Homes remained in disrepair because finances were also in disrepair due to job loss or furlough during the pandemic. Among households where financial stress was the cause of delayed repairs, broken appliances (34%), water damage (31%), electrical issues (30%), and roof repairs (29%) were the top tasks put on hold.
This data is certain to make any real estate investor cringe; the nature of these tasks is such that the longer they go untouched, the more expensive it can be to repair them later.

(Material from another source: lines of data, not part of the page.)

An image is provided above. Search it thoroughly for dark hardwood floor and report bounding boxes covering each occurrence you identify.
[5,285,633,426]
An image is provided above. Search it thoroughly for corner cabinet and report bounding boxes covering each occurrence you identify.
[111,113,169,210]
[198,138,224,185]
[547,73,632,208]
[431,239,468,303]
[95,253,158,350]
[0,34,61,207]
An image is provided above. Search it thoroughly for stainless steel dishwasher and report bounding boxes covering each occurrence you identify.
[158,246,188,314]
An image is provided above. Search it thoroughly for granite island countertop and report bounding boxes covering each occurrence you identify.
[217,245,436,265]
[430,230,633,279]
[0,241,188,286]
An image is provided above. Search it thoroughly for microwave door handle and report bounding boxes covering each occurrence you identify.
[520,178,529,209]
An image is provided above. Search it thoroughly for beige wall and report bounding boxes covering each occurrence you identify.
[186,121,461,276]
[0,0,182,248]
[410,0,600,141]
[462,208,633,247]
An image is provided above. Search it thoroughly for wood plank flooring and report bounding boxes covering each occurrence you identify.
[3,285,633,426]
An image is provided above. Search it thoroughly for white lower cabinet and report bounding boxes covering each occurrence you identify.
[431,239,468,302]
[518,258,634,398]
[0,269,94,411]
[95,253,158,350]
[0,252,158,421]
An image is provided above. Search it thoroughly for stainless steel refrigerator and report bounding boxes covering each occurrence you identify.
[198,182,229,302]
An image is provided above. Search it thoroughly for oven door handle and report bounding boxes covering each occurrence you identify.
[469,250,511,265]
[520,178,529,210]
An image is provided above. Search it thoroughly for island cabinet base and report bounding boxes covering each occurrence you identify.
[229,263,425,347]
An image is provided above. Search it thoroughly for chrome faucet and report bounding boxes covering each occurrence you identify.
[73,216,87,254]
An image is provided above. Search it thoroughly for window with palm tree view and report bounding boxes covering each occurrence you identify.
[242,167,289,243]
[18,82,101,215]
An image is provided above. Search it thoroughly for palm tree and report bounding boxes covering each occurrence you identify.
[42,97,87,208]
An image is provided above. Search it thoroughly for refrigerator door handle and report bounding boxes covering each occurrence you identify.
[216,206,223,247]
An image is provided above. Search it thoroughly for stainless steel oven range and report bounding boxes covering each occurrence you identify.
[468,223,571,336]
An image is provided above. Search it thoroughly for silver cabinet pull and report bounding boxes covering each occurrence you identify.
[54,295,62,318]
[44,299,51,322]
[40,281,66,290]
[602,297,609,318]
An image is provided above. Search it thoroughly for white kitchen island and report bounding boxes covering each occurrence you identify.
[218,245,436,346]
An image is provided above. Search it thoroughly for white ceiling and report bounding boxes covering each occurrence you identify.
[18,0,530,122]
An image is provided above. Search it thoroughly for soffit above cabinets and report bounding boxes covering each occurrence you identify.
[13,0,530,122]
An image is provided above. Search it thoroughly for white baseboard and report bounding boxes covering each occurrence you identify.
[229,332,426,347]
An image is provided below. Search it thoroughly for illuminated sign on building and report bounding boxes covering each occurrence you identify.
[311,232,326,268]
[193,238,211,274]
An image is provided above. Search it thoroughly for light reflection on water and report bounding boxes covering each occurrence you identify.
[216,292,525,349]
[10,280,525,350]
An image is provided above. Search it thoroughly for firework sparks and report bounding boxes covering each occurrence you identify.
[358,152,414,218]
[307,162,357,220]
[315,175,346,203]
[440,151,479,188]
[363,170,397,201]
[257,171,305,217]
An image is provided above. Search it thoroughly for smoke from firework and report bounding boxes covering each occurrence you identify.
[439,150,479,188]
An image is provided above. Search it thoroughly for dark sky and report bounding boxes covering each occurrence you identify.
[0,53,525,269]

The Sears survey found that the most common repairs done during the pandemic usually cost under $400. The most frequent projects done were to repair or replace the fridge ($339) or sink ($154), fix electrical issues ($283), or repair the AC ($365). The most expensive common home improvements include roof repairs ($700) or HVAC repairs ($717); only around 12% of those surveyed completed each of these.
But even if an important repair was done, it didn't necessarily mean peace of mind for the homeowner. In fact, more than 1 in 3 homeowners say that they regretted paying for repairs during the pandemic.
From the responses in general, it's clear that keeping a roof over one's head -- even a leaky one -- is of paramount importance to homeowners during the pandemic.
What it means for investors
The Sears survey included 1,000 respondents, but the results could reflect a much larger pool of homeowners with repairs that have fallen by the wayside. In areas where property inventory is low, homeowners might even forgo big fixes like a new roof and sell a home as-is if it means taking advantage of a hot seller's market.
For fix-and-flip investors, this means you could be looking at properties with considerable work that needs to be done outside of any cosmetic upgrades you budgeted for. And while you might have to dig deeper into your pocket for your next flip, there's good news: Homeowners recognize the value in these important repairs, so you could be rewarded with a higher sale price for your property.
The bottom line
The pandemic put many things in perspective for people. Priorities shifted for homeowners in such a way that even necessary home projects and tasks were put on pause. Now that we're in the second year of the "new normal," time will tell whether those projects will be taken off pause or put on a full stop.